Anything that features garlic and hard Italian cheese in a starring role is on my stuff-to-eat list. I love Caesars, but there are some challenges to creating a great new Caesar: 1. Isn’t the point of a Caesar salad that you already know exactly what’s in it? and 2. SOME PEOPLE don’t like anchovies.
So I could have done a wrap or a pizza or something that puts the Caesar into bread somehow – again, yummy – but I’m really trying to make myself eat more salad, so instead I tried to find a way to make a beautiful, different sort of Caesar. The payoff came from knocking off two recipes at once: a gorgeous use of endive from a Christmas present cookbook by Dave Lieberman, and a Caesar-inspired vinaigrette from Michael Chiarello. Presented below is the mashed-up recipe I created from them.

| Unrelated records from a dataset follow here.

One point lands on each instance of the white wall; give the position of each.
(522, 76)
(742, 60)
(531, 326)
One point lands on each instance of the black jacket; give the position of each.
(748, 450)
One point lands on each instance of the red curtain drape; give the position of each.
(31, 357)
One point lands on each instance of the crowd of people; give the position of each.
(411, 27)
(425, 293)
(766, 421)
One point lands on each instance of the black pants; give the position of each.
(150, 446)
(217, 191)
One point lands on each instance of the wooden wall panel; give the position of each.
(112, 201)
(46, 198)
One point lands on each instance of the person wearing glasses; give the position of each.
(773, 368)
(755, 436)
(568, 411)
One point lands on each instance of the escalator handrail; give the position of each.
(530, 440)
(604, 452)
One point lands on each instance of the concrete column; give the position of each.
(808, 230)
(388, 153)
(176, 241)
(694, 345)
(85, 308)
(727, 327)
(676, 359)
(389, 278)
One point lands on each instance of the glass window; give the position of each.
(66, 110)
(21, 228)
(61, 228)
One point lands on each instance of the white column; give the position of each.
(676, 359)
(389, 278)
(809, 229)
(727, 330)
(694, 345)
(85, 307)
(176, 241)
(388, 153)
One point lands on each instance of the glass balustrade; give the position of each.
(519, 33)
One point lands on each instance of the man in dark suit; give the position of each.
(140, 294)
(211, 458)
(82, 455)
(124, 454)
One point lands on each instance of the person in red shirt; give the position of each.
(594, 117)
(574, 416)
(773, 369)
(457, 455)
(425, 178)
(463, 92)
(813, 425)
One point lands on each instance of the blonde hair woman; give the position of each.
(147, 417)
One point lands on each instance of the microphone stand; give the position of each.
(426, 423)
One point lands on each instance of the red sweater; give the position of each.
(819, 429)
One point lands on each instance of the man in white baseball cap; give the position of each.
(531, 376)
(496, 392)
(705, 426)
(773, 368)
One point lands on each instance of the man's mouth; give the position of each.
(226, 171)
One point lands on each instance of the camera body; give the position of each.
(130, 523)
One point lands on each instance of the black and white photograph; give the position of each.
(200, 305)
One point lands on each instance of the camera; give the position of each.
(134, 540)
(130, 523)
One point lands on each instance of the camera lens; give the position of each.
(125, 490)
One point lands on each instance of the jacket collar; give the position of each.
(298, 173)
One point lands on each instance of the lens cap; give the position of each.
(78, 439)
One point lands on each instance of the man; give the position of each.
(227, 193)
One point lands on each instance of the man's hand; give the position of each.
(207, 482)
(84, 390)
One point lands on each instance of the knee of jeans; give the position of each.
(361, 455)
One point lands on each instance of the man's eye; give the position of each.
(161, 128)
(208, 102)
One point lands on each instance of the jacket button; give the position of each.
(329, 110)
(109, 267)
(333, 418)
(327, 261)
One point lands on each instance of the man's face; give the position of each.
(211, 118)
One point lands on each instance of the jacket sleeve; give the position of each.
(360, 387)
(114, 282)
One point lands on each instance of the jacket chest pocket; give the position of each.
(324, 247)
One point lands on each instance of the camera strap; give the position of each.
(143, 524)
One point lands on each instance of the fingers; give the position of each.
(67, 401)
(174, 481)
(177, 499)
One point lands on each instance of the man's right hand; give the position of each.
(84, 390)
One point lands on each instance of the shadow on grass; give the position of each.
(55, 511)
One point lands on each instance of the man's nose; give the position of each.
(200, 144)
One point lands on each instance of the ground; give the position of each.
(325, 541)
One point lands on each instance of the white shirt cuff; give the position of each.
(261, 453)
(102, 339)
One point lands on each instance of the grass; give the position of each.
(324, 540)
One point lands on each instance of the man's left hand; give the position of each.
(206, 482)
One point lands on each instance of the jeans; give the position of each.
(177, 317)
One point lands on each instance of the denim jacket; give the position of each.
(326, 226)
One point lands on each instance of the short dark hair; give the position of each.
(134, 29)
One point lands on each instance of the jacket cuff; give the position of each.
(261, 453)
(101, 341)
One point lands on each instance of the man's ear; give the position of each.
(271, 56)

Despite this being my entry for HHDD #12: Caesar Salad, I’ve realized since I made it that this isn’t actually a Caesar at all. It doesn’t have anchovies because of SOME PEOPLE and there’s no egg. There isn’t even any bread. But if you like citrus, love cheese and are a sucker for a fun presentation, this is the salad for you.
Endive Lettuce Cups with Citrus Vinaigrette and Frico
Citrus “Caesar” Vinaigrette
2 garlic cloves
1/4 teaspoon kosher salt
1 teaspoon lemon zest
1 tablespoon TJ’s Orange Muscat Champagne vinegar
1 tablespoon Dijon mustard
1 tablespoon fresh lemon juice
1/4 teaspoon Worcestershire sauce
1 dash hot sauce
1/2 teaspoon fresh coarsely ground black pepper
1/2 cup pure olive oil (or to your own vinegar-olive oil ratio taste)
1/4 cup freshly grated parmesan
Chop the garlic and mash with the lemon zest and salt to create a paste. Put the paste in a bowl and whisk together the vinegar, lemon juice, Worchestershire, hot sauce and pepper. Whisking quickly, add the olive oil in a light stream until the the vinaigrette has your preferred consistency. Stir in the parmesan and set aside at room temperature.
2-3 large heads of endive
1/2 head radicchio
3-4 ounces baby arugula
Wash all the lettuce well. Take the largest, nicest leaves off the outside of the endives. If they are large, plan on 1-2 per person; if they are small, like mine were, plan on 3-4 per person. Arrange the leaves like cups on your serving platter.
Shred the radicchio, arugula and remaining endive and toss. The lettuces need to be cut small in order to stay in the endive cups. Divide the lettuce between the reserved endive leaves.
Your goal is one long, thin frico cracker per endive cup. The amount of parmesan you need to accomplish this will vary, so just have a good store of shredded, not grated, parmesan by your side. Those shreds should be fairly large. I used the small side of the box grater but not the microplane.
Heat a nonstick skillet over medium heat. Carefully put 1-2 tablespoons of parmesan into a long, narrow strip in the pan. You can do more than one at a time. Heat for 2-3 minutes until golden brown, then remove the pan from the heat for 1 minute. Slowly and gently, peel the frico from the bottom of the pan and flip it. Return the pan to the heat and cook for one more minute, then carefully remove the frico from the pan to a paper towel to cool. Repeat until you have enough frico for all your endive cups.
Top the endive cups with vinaigrette, then give each cup a salty and deliciously crispy frico cracker. Serve immediately.
Learn from my mistakes:
1. Get the biggest endive heads that you can find. Mine were tiny, and they barely held any lettuce at all. Getting the frico to balance in the endive cups was a challenge, too, given their diminutive size.
2. Don’t try to use a nonstick pan that has a nubbly bottom, like my Calphalon, for the frico. The shreds go into the nubs and it’s just a mess.
3. Frico don’t keep, not even for a 10-minute trip in the car. By the time I took my prepared creation over to Matthew’s for dinner, they had gone a little soft. Have the endive cups ready-to-go before you make the frico, and serve immediately.
4. If you don’t have PEOPLE who don’t like anchovies, you could certainly mash some in with the garlic and salt. They’d be delicious.